Routing from Edge Load Balancers | Configuring Clusters

Overview
Including the Load Balancer in the SDN
Establishing a Tunnel Using a Ramp Node
- Configuring a Highly-Available Ramp Node

Overview

Pods inside of an OpenShift Container Platform cluster are only reachable via their IP addresses on the cluster network. An edge load balancer can be used to accept traffic from outside networks and proxy the traffic to pods inside the OpenShift Container Platform cluster. In cases where the load balancer is not part of the cluster network, routing becomes a hurdle as the internal cluster network is not accessible to the edge load balancer.

To solve this problem where the OpenShift Container Platform cluster is using OpenShift Container Platform SDN as the cluster networking solution, there are two ways to achieve network access to the pods.

Including the Load Balancer in the SDN

If possible, run an OpenShift Container Platform node instance on the load balancer itself that uses OpenShift SDN as the networking plug-in. This way, the edge machine gets its own Open vSwitch bridge that the SDN automatically configures to provide access to the pods and nodes that reside in the cluster. The routing table is dynamically configured by the SDN as pods are created and deleted, and thus the routing software is able to reach the pods.

Mark the load balancer machine as an unschedulable node so that no pods end up on the load balancer itself:

$ oc adm manage-node <load_balancer_hostname> --schedulable=false

If the load balancer comes packaged as a container, then it is even easier to integrate with OpenShift Container Platform: Simply run the load balancer as a pod with the host port exposed. The pre-packaged HAProxy router in OpenShift Container Platform runs in precisely this fashion.

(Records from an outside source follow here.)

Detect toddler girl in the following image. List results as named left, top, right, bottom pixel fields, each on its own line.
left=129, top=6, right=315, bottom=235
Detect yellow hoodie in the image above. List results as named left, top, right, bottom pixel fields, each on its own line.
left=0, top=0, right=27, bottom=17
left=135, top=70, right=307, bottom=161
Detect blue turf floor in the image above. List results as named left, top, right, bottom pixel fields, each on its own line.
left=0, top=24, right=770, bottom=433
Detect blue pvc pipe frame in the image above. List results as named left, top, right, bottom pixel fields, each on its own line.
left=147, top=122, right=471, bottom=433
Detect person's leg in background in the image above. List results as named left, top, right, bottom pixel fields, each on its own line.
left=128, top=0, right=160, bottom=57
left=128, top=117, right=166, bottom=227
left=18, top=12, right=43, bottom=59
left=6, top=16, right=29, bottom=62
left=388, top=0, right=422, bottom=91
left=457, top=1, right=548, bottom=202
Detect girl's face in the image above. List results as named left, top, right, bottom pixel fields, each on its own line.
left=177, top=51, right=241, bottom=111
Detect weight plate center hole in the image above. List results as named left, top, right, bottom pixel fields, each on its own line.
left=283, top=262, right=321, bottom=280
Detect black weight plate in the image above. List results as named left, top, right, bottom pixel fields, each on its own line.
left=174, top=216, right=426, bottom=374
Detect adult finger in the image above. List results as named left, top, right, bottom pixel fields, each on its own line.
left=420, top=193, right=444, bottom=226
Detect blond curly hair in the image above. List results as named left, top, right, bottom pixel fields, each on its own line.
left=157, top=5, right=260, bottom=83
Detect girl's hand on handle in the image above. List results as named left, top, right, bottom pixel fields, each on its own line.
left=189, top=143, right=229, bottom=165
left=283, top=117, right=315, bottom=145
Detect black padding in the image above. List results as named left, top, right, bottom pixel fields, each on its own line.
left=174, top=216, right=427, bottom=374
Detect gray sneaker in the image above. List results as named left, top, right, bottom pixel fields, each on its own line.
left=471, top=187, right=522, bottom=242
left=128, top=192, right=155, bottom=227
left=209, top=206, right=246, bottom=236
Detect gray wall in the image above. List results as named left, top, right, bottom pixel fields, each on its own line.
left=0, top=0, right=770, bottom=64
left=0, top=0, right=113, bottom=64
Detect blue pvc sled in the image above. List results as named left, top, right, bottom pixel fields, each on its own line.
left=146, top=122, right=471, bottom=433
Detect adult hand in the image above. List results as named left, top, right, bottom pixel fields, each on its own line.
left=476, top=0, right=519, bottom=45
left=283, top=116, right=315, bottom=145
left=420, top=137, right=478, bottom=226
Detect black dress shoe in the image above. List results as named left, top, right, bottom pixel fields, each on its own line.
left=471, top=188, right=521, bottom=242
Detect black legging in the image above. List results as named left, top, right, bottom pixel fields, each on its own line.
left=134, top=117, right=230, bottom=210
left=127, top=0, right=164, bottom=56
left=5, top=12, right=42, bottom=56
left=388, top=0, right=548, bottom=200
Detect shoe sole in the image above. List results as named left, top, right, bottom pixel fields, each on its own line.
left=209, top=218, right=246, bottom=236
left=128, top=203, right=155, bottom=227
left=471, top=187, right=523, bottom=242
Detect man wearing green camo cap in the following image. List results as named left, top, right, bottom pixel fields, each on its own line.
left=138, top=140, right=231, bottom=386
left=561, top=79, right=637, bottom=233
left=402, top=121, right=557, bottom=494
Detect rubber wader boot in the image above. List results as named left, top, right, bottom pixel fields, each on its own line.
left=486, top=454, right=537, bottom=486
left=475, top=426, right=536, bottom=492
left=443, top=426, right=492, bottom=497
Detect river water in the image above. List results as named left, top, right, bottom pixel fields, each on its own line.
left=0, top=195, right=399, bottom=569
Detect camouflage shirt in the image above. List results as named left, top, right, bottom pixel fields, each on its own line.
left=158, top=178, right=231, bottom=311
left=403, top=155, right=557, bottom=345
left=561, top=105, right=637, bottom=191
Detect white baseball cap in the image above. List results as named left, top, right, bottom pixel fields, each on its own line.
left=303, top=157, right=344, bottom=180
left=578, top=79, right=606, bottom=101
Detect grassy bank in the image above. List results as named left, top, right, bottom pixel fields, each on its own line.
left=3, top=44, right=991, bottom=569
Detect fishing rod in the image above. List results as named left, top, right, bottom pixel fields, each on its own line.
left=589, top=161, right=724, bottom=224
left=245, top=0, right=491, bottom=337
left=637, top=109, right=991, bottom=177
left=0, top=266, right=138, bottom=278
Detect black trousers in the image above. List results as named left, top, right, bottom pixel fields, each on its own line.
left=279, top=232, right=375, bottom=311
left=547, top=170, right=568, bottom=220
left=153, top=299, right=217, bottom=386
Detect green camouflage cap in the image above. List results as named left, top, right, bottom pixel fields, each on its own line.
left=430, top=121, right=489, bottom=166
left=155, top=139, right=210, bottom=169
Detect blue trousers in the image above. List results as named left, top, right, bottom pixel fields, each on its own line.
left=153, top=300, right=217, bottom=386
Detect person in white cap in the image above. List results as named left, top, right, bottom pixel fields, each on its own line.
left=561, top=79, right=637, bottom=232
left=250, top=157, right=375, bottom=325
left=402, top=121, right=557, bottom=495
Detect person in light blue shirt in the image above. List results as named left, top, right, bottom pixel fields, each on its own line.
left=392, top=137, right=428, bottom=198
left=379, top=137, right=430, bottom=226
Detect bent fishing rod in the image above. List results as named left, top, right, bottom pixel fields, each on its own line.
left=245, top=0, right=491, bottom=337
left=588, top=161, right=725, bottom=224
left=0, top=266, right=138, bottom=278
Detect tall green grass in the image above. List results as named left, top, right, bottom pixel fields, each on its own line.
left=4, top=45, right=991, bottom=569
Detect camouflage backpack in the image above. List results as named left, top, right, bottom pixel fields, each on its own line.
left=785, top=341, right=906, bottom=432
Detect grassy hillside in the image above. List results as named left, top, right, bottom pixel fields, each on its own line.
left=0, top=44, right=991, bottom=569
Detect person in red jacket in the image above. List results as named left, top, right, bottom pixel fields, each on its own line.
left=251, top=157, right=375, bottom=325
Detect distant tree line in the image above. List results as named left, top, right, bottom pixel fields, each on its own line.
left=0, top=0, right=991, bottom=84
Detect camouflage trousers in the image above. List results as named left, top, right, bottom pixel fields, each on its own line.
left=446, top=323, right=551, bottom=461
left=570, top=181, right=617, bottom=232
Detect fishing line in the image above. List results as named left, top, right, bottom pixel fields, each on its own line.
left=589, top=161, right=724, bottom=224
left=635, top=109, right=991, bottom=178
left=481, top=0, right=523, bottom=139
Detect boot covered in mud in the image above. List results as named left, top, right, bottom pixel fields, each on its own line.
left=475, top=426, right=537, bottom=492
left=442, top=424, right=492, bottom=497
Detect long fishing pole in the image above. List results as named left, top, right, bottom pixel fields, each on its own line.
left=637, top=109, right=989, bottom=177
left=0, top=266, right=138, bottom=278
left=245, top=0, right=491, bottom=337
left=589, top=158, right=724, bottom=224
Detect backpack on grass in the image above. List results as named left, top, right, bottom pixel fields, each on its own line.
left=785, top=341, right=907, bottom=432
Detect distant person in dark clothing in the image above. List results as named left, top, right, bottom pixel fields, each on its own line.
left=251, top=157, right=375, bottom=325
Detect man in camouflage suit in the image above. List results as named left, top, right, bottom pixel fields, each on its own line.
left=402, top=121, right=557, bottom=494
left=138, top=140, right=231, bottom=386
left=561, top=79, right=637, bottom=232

Establishing a Tunnel Using a Ramp Node

In some cases, the previous solution is not possible. For example, an F5 BIG-IP® host cannot run an OpenShift Container Platform node instance or the OpenShift Container Platform SDN because F5® uses a custom, incompatible Linux kernel and distribution.

Instead, to enable F5 BIG-IP® to reach pods, you can choose an existing node within the cluster network as a ramp node and establish a tunnel between the F5 BIG-IP® host and the designated ramp node. Because it is otherwise an ordinary OpenShift Container Platform node, the ramp node has the necessary configuration to route traffic to any pod on any node in the cluster network. The ramp node thus assumes the role of a gateway through which the F5 BIG-IP® host has access to the entire cluster network.

Following is an example of establishing an ipip tunnel between an F5 BIG-IP® host and a designated ramp node.

On the F5 BIG-IP® host:

Set the following variables:

# F5_IP=10.3.89.66 (1)
# RAMP_IP=10.3.89.89 (1)
# TUNNEL_IP1=10.3.91.216 (2)
# CLUSTER_NETWORK=10.128.0.0/14 (3)

1	The `F5_IP` and `RAMP_IP` variables refer to the F5 BIG-IP® host’s and the ramp node’s IP addresses, respectively, on a shared, internal network.
2	An arbitrary, non-conflicting IP address for the F5® host’s end of the ipip tunnel.
3	The overlay network CIDR range that the OpenShift SDN uses to assign addresses to pods.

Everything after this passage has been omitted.